After nearly six months of failed negotiations to purchase a Crystal Lake-front property, Newton [MA] Mayor David Cohen wants to take over 20 Rogers St. from owner Pat Hannon by eminent domain.
“I have not come to this conclusion without a great deal of careful consideration,” said Cohen. “A taking by eminent domain is a very serious matter and it is not being done lightly. However, it is my feeling that this is a virtually once-in-a-lifetime opportunity for the City of Newton.”
Eminent domain is the inherent power of the government to seize a citizen’s private property for a public reason. In the case of Hannon’s property, the city intends to use the property to extend the public beach at Crystal Lake.
Cohen informed the Board of Aldermen of his intentions in a letter dated Feb. 23.
The mayor said he is asking the Community Preservation Committee for $2.3 million of Community Preservation Act funding which he believes represents fair market value.
Eminent domain cannot be implemented until the money has been appropriated.
If the money is approved by the CPC, the issue moves before the full Board of Aldermen, which has final approval of the action.
Hannon doesn’t object to the idea, but he wants to be paid a higher figure than what is currently being requested by the Mayor.
“This guy’s unbelievable,” said Hannon who added that while he is not against eminent domain, he would prefer to have a “friendly taking” in which he receives more than the $2.3 million.
“It’s not the end of the world but what it is, is an unfair tactic to get the property for less than it’s worth,” said Hannon.
Hannon said he is willing to consider any offers between $3 million and $3.9 million.
The property is also laden with $12 million worth of liens - $6 million of those are back taxes Hannon owes to both the state and federal governments while the other half is to private organizations.
Cohen said that after speaking with government officials he is “100-percent confident” that the city would be released of those liens and not found responsible.
The mayor’s spokesperson Jeremy Solomon said the City will be taking the property by eminent domain based on four arguments.
First, Solomon said, the property is “unique” and is specifically “one that abuts a city facility on Crystal Lake.”
Solomon was referring to the city’s bathhouse used by swimmers.
The second argument was that Hannon has “shown a willingness to sell,” said Solomon. “We’re not trying to seize a property from a homeowner who wants to hang on to it.”
Third, the house located on the property is not habitable, according to Solomon. And fourth, taking the property would enable the city to “enhance and preserve the recreational facility already located there,” said Solomon.
“I have reached this conclusion after protracted conversations and six months of negotiation with the current owner to try to reach a mutually agreeable purchasing price,” said Cohen.
This is not the first battle Hannon has had with the city.
Hannon has argued with Garden City officials over his right to snowmobile on the lake; over whose responsibility it is to fix an old retaining wall; and his right to tear down the house sitting on the property after it was twice damaged by fire.

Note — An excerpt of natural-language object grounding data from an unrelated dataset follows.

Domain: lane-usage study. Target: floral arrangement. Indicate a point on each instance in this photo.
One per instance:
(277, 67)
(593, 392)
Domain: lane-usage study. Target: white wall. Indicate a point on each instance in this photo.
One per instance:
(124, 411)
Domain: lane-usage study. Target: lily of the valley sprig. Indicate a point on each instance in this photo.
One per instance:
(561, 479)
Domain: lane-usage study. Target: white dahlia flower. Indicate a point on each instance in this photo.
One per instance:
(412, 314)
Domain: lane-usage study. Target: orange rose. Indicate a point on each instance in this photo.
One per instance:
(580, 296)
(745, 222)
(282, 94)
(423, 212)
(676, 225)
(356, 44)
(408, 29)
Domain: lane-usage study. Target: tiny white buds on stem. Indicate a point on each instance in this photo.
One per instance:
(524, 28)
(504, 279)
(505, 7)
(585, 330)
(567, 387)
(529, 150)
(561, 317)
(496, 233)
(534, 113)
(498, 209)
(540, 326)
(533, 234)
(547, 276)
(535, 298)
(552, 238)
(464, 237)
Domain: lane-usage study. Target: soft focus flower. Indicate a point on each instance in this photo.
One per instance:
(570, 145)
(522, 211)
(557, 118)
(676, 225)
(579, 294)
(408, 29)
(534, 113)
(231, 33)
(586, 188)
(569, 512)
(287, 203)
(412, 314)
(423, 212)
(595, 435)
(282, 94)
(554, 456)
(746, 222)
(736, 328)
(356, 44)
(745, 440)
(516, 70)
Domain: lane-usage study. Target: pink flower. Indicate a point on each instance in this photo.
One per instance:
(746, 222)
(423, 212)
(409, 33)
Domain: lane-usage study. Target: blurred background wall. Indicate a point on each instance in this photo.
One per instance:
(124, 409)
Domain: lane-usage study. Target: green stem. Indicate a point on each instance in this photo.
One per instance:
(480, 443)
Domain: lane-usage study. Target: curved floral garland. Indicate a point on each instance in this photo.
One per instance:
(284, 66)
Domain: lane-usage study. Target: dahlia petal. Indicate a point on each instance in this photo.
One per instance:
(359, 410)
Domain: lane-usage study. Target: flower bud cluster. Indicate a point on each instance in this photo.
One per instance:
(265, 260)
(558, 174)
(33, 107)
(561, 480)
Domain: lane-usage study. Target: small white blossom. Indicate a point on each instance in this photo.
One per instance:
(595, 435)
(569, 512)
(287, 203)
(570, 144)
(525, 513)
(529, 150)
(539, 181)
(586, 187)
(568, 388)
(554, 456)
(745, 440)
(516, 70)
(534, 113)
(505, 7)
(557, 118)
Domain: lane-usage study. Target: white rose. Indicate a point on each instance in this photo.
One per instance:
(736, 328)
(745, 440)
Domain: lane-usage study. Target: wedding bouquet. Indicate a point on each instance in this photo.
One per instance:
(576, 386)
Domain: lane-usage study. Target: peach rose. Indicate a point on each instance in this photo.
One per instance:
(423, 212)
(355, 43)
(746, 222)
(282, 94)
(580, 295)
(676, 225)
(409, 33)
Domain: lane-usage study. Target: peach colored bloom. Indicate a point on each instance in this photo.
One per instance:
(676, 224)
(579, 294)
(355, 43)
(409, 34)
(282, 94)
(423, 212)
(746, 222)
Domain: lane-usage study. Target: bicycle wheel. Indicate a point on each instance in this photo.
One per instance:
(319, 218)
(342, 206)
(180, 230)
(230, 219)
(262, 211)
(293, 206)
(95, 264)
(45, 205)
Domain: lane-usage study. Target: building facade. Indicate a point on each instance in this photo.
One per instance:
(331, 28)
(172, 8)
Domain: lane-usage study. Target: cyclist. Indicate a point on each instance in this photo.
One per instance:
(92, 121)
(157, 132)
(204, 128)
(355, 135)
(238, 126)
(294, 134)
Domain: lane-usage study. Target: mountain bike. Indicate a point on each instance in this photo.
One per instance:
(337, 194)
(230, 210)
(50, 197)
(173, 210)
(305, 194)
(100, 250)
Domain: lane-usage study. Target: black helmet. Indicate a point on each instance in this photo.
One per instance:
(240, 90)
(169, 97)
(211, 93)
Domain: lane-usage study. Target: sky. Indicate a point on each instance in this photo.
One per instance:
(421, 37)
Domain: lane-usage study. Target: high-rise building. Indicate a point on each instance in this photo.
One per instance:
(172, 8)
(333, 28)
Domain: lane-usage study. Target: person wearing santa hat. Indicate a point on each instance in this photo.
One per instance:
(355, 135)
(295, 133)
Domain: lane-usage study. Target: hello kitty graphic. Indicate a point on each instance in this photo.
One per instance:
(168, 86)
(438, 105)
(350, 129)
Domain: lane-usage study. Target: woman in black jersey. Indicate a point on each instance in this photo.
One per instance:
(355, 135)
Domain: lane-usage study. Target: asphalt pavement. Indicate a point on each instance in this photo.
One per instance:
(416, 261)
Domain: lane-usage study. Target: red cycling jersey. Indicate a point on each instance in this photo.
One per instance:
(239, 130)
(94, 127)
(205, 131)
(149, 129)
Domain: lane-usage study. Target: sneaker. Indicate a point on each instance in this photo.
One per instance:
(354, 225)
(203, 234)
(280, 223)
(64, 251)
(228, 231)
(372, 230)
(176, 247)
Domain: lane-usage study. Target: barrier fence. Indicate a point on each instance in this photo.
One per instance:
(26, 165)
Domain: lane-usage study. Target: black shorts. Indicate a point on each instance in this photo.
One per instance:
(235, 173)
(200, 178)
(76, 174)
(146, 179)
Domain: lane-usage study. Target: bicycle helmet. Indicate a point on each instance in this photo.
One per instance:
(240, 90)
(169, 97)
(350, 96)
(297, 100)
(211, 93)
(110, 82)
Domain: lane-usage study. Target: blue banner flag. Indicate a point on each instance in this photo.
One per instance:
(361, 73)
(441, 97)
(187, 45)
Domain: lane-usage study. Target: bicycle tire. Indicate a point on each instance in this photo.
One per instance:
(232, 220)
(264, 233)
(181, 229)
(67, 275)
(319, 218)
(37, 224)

In October Hannon asked the city for $4.5 million for the property. He was upset by Cohen’s counter offer of $2.3 million and pulled the property from the table.
Cohen has said all along that in order to use CPA funding for the purchase, he was legally bound to the $2.3 million figure that was the result of an appraisal the city had commissioned.
Eventually, with the help of Ward 6 Alderman Ken Parker, Hannon asked for $3.9 million but once again pulled the offer when the city sent him a letter saying it was preparing to come on to the lakefront property to fix the retaining wall.
“They’ve succeeded in taking away my emotional attachment to the property but I still want the money that it is worth,” said Hannon, who paid $3 million for the property that has been assessed at $2.7 million by the city.
While he has been looking into building 45 units of affordable housing on the site Hannon said he will wait a week to see what exactly happens.
“I don’t think [Cohen’s] bluffing, I think he is going to take it,” said Hannon but added that he was still not bothered by the news. “I was born at night but not last night and I’m just as good at mind games as he is. I’ve been married a long time and I have eight kids, I can take anything. None of this is a challenge for me.”
Adding to the drama of the saga around Hannon and his property is Cohen’s disclosure that 20 Rogers St. is encumbered by about $12 million in liens. According to Cohen, the city solicitor has determined that taking the land by eminent domain is the only way the city can get a clear title.
While Hannon downplayed the liens, saying he was confident the federal government would relieve him of them, Cohen said he has had conversations with officials on both the state and federal level and is “100-percent confident” the city will not be responsible for any of the liens if eminent domain is taken.
The mayor’s office provided a complete list of liens that have been taken out on the property since its purchase by Hannon in August 2002.
The liens include two federal tax liens of $2.7 million each within one week of each other in February 2003 and more recently an $871,000 lien from ACSTAR Insurance Company in September 2005 and a $2.4 million lien applied by the Middlesex Superior Court this August.
This isn’t the first time it has been reported that Hannon has had tax problems.
In November the IRS announced the seizures of seven different properties in Acton, Maine all owned by Hannon and his wife Elizabeth.
Hannon later said the seizures never happened and that the IRS made a mistake adding that the liens are an extension of what took place in November.